Our take on the Hit 5 results
October 3, 2025Hit 5 report — Friday night, October 3, 2025: 12 16 26 27 38 shows a notable pattern
On Friday night, October 3, 2025, for Washington's Hit 5 draw, 12 16 26 27 38 landed again after a -day drought in Washington. By the expected cadence of 1 in 850,668 draws, the interval is a long-gap event.
Overview
On Friday night, October 3, 2025, for Washington's Hit 5 draw, 12 16 26 27 38 landed again after a -day drought in Washington. By the expected cadence of 1 in 850,668 draws, the interval is a long-gap event.
Combo Profile
In terms of number structure, the pattern lands on 5 distinct numbers with no repeats noted. Its range is 12 to 38 with a wide spread.
Why Droughts Matter
Prolonged absences are descriptive, not a cue - they track where outcomes drift from baseline spacing. They make variance visible across extended windows.
Data Notes
Results are evaluated against historical frequency baselines where available. The goal is documentation and context rather than prediction.
From Stepzero
At Stepzero, the priority is accuracy and context. This report is intended as a historical record entry, not a forecast.
Additional Context
Distribution analysis depends on consistent documentation. Each draw updates the record, allowing analysts to test whether deviations persist, reverse, or revert to expected ranges.

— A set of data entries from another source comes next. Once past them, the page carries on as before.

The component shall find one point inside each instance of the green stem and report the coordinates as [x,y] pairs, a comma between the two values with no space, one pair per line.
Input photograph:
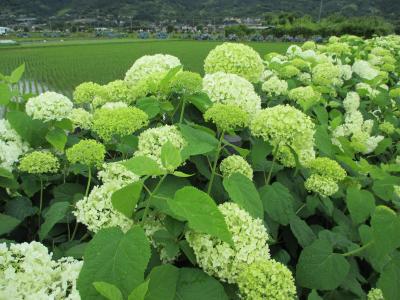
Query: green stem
[182,111]
[147,207]
[358,250]
[214,167]
[89,181]
[272,165]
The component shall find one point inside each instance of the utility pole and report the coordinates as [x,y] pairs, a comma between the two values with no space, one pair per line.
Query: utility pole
[320,10]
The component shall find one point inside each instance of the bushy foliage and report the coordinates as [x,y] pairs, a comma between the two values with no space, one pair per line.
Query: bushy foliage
[281,184]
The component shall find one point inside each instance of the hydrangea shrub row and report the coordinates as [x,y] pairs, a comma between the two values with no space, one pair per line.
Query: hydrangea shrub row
[270,177]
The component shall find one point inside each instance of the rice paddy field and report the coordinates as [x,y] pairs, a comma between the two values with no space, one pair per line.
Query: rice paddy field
[61,66]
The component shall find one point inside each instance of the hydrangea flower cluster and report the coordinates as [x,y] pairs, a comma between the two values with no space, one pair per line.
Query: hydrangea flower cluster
[358,130]
[325,175]
[232,89]
[287,129]
[148,65]
[11,146]
[87,152]
[236,59]
[217,258]
[227,117]
[27,271]
[81,118]
[266,279]
[39,162]
[151,141]
[235,164]
[49,106]
[87,92]
[119,121]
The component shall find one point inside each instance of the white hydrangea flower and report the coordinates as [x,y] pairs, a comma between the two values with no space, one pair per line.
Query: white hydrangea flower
[49,106]
[150,64]
[363,69]
[11,146]
[232,89]
[218,258]
[27,271]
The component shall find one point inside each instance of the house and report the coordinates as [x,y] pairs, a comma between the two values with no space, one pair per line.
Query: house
[4,30]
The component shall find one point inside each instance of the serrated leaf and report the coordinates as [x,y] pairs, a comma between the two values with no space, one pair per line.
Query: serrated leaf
[319,268]
[201,212]
[243,192]
[125,199]
[114,257]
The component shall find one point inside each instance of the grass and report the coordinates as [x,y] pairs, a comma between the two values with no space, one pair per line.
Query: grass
[62,66]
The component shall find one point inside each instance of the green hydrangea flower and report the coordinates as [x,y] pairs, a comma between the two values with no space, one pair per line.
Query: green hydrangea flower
[267,279]
[186,83]
[87,152]
[227,117]
[39,162]
[375,294]
[88,91]
[120,121]
[236,164]
[284,126]
[218,258]
[236,59]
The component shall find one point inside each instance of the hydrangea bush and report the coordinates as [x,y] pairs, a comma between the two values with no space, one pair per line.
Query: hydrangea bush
[273,176]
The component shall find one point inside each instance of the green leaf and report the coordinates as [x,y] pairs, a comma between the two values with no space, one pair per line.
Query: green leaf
[107,290]
[150,105]
[319,268]
[32,131]
[361,204]
[201,101]
[390,278]
[5,94]
[143,166]
[17,74]
[162,285]
[198,141]
[55,214]
[194,284]
[57,138]
[139,292]
[170,156]
[201,212]
[278,203]
[303,233]
[125,199]
[114,257]
[243,192]
[7,223]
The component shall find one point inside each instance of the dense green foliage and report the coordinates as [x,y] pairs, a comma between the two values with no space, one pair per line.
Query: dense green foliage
[273,177]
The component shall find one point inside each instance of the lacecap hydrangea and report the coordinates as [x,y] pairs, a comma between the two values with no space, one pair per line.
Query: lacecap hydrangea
[235,164]
[151,141]
[285,127]
[232,89]
[218,258]
[267,279]
[27,271]
[150,64]
[236,59]
[11,145]
[119,121]
[49,106]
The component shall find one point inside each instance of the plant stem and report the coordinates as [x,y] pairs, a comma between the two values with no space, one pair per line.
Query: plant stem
[89,181]
[358,250]
[182,111]
[214,167]
[146,209]
[273,163]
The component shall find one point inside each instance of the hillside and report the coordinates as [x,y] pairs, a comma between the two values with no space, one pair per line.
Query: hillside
[188,9]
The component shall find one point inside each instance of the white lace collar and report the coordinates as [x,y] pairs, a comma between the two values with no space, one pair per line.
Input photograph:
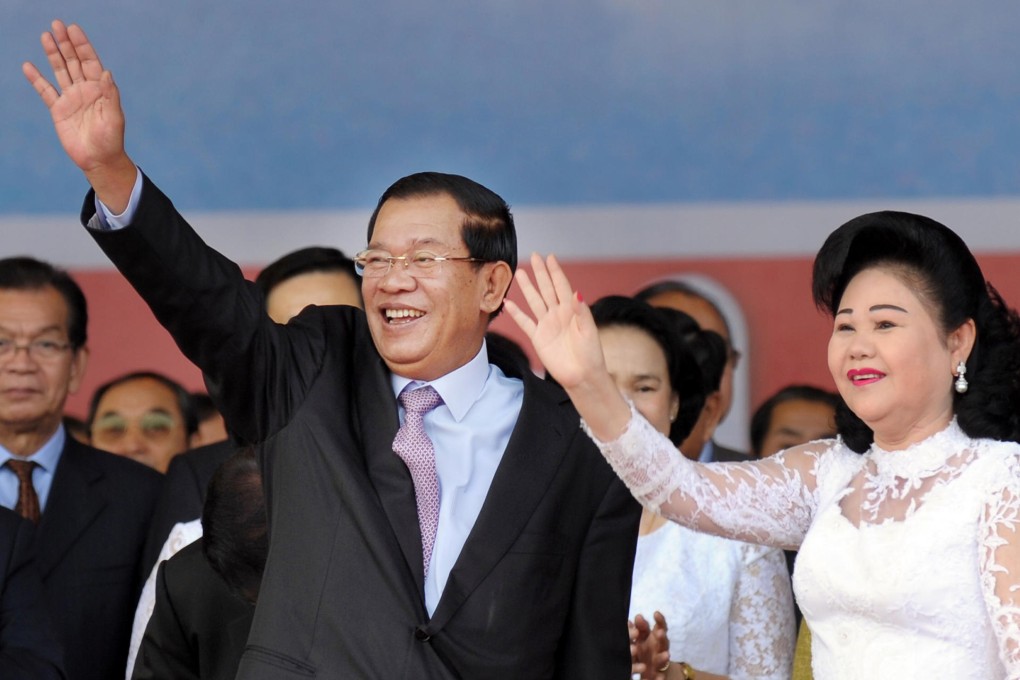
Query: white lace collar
[922,459]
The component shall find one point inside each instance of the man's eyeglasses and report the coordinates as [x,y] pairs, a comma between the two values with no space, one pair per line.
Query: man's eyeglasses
[40,350]
[421,264]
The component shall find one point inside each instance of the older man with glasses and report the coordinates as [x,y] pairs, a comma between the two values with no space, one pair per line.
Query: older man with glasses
[92,508]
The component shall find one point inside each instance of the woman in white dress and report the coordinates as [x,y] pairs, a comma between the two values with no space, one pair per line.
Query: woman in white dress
[908,524]
[727,604]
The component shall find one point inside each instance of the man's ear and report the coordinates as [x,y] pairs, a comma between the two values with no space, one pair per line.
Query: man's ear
[497,279]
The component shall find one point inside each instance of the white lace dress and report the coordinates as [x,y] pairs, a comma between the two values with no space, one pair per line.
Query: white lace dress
[727,604]
[910,563]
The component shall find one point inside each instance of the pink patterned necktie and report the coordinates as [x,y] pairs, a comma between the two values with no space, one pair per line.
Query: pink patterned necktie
[415,449]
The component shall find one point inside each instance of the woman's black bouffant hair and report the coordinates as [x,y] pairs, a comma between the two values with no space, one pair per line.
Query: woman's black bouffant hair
[935,263]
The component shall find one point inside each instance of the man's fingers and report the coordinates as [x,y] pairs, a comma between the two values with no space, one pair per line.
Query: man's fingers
[543,280]
[531,296]
[46,91]
[71,60]
[522,320]
[559,279]
[56,60]
[92,67]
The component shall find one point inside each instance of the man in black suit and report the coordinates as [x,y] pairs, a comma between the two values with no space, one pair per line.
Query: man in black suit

Record-keeping at scale becomes the foundation for analysis. Each outcome, whether typical or unusual, contributes to the stability and clarity of the long-run picture.
Long-horizon measurement matters most when viewed across extended windows. As samples expand, the distribution becomes clearer and anomalies settle into their expected ranges.
Adding to the Long-Term Record
The return of 12 16 26 27 38 expands the archive by one more data point. It is the accumulation of these entries, not a single draw, that defines the reliability of long-horizon analysis.